Ioffe’s analysis is not simply about Trump. It is about how systems built for accountability can be co-opted by spectacle. The East Wing’s reconstruction, the firing of watchdog commissions, the flirtation with extra terms, and the subservience of private industry are all pieces of a mosaic: a republic turning into a personality cult. What she describes is not political drama it is civic decay disguised as patriotism.
Ioffe’s diagnosis forces us to confront a grim possibility: the United States may soon resemble the very regimes it once condemned. Not because its Constitution vanished, but because its citizens stopped demanding that it be obeyed. The physical and bureaucratic “infrastructure” being built is, in essence, a fortress of continuity, a government designed never to yield power again.

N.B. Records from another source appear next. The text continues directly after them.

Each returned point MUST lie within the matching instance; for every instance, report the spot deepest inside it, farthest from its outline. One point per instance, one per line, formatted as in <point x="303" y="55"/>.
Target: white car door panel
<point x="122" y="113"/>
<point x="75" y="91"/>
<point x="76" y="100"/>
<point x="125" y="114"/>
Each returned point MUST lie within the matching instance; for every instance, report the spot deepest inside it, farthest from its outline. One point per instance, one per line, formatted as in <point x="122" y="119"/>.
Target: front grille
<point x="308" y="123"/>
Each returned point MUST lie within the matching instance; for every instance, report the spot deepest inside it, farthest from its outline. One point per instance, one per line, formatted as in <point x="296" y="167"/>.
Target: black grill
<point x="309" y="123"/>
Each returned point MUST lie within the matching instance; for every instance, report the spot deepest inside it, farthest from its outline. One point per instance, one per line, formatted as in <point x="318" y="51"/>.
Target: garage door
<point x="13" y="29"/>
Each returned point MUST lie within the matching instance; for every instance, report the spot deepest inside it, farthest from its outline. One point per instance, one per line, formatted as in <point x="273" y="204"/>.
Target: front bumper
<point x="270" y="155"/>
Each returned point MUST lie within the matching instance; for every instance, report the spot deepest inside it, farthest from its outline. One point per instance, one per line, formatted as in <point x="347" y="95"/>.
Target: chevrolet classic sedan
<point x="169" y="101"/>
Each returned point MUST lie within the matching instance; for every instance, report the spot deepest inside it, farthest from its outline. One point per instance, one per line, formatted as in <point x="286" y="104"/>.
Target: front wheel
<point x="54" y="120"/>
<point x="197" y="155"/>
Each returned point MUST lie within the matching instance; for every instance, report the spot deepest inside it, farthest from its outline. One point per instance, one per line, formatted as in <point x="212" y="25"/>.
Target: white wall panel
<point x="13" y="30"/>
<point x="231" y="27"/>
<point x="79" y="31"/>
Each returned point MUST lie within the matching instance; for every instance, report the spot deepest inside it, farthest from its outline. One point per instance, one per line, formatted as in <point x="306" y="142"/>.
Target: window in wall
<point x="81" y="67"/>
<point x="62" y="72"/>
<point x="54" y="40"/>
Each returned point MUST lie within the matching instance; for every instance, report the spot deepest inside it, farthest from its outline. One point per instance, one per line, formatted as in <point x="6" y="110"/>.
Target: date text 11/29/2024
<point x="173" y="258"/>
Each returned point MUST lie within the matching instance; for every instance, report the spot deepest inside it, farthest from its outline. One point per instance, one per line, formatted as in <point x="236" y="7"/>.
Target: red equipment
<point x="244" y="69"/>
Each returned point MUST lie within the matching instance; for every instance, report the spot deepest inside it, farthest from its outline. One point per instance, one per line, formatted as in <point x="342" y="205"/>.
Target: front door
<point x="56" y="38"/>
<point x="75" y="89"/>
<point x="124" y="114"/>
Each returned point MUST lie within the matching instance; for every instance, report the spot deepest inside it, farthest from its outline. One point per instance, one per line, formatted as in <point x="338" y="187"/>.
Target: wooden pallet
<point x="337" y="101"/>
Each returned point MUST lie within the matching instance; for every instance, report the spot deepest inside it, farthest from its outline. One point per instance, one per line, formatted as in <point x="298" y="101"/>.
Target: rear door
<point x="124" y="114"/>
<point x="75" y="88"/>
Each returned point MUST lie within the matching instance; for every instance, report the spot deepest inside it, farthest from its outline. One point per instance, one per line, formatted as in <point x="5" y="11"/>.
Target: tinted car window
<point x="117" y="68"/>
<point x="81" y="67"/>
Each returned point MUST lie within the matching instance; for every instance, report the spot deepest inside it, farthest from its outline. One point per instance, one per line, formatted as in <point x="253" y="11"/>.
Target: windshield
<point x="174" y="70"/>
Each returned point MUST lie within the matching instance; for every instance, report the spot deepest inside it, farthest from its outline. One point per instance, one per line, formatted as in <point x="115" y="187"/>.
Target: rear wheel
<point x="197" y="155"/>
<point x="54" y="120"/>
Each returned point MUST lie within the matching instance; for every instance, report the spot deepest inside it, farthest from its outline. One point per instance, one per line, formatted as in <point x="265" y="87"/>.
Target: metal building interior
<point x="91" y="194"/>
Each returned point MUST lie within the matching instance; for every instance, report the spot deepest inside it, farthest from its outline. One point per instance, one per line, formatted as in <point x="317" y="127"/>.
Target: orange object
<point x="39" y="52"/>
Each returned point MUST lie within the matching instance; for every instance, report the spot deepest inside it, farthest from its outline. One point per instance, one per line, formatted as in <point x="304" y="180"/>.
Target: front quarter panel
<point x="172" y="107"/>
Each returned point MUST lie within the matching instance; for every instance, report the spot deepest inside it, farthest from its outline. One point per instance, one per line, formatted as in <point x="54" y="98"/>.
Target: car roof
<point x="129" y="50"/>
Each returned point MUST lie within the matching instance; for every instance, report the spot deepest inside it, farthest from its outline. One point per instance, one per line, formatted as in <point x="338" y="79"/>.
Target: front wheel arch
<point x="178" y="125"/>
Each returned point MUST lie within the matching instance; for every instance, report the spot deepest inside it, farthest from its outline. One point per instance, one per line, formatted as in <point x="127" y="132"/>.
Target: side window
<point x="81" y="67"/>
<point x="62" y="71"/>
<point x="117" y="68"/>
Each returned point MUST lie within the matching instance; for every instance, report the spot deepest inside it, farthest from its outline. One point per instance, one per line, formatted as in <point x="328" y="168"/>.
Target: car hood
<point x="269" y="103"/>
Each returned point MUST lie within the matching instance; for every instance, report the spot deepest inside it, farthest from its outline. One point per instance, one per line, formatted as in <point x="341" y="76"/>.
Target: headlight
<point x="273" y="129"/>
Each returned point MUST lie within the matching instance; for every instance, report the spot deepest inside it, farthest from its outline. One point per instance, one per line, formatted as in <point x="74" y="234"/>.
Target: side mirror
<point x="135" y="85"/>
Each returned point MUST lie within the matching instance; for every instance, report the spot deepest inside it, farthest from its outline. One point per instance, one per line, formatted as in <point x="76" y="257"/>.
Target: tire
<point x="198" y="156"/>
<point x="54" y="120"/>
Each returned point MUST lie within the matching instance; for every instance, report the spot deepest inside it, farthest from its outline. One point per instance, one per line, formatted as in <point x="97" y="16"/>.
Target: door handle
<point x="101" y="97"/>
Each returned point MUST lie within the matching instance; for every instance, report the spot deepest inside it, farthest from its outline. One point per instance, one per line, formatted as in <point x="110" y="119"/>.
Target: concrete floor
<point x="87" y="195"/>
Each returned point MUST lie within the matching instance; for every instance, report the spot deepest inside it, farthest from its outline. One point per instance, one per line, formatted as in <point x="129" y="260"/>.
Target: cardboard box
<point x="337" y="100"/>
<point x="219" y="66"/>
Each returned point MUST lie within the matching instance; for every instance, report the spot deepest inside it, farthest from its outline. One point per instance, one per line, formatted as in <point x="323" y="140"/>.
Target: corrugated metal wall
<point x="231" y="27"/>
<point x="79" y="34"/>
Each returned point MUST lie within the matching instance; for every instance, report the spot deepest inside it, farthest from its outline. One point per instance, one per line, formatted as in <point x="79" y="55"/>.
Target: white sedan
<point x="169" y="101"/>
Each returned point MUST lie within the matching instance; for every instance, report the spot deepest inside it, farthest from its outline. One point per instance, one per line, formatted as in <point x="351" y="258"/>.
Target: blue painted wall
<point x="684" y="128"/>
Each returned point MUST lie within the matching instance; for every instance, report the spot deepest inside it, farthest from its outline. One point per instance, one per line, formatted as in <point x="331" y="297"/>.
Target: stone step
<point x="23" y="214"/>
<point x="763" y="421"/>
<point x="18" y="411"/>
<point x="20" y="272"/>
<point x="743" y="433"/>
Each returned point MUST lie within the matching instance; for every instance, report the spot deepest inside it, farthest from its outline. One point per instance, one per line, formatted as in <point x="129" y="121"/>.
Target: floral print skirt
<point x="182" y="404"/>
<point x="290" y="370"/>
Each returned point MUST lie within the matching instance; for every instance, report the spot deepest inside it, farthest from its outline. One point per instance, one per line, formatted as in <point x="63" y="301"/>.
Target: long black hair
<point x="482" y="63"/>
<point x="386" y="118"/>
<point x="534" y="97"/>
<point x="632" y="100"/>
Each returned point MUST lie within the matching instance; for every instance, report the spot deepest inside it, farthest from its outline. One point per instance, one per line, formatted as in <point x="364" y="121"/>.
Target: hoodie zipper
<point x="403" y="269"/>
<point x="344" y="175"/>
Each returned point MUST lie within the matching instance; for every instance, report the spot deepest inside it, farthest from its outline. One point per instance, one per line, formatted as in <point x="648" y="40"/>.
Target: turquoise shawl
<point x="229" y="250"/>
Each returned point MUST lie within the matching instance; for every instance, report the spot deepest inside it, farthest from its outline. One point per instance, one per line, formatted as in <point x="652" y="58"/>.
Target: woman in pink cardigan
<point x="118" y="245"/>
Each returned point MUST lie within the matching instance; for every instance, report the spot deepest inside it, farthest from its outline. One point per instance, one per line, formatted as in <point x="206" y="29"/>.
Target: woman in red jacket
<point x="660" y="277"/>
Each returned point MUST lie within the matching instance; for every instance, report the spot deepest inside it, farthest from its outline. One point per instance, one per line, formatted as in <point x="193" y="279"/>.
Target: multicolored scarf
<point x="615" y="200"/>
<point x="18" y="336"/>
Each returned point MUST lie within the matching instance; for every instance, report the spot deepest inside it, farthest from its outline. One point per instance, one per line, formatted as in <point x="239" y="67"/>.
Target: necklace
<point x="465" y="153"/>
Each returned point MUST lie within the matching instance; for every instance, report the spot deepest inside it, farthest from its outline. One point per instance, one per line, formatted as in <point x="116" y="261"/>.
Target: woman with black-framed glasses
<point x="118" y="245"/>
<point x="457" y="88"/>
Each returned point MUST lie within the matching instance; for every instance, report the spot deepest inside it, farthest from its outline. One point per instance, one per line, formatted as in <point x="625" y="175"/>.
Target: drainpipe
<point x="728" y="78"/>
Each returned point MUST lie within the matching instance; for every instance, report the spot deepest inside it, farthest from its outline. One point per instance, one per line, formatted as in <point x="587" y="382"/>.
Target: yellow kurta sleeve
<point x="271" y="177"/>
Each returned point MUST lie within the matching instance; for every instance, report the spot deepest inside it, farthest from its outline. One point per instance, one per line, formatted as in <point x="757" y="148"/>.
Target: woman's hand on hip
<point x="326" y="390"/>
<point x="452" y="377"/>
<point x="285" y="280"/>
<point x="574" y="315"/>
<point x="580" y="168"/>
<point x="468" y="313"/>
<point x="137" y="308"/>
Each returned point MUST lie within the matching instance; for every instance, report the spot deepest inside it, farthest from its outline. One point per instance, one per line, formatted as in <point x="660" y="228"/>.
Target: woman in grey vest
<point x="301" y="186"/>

The future she describes is not speculative; it is visible in plain sight, poured daily into the foundations of government buildings and normalized through political theater.
The question is no longer whether authoritarianism could happen here it is whether enough Americans still care to stop it. Democracies die when citizens stop paying attention, when they accept permanence as security, and when power ceases to rotate. As Julia Ioffe reminds us, the greatest threat to freedom is not the ambition of one man it is the exhaustion of a people who no longer notice the walls closing around them.
Disclaimer: This article was assisted by ChatGPT.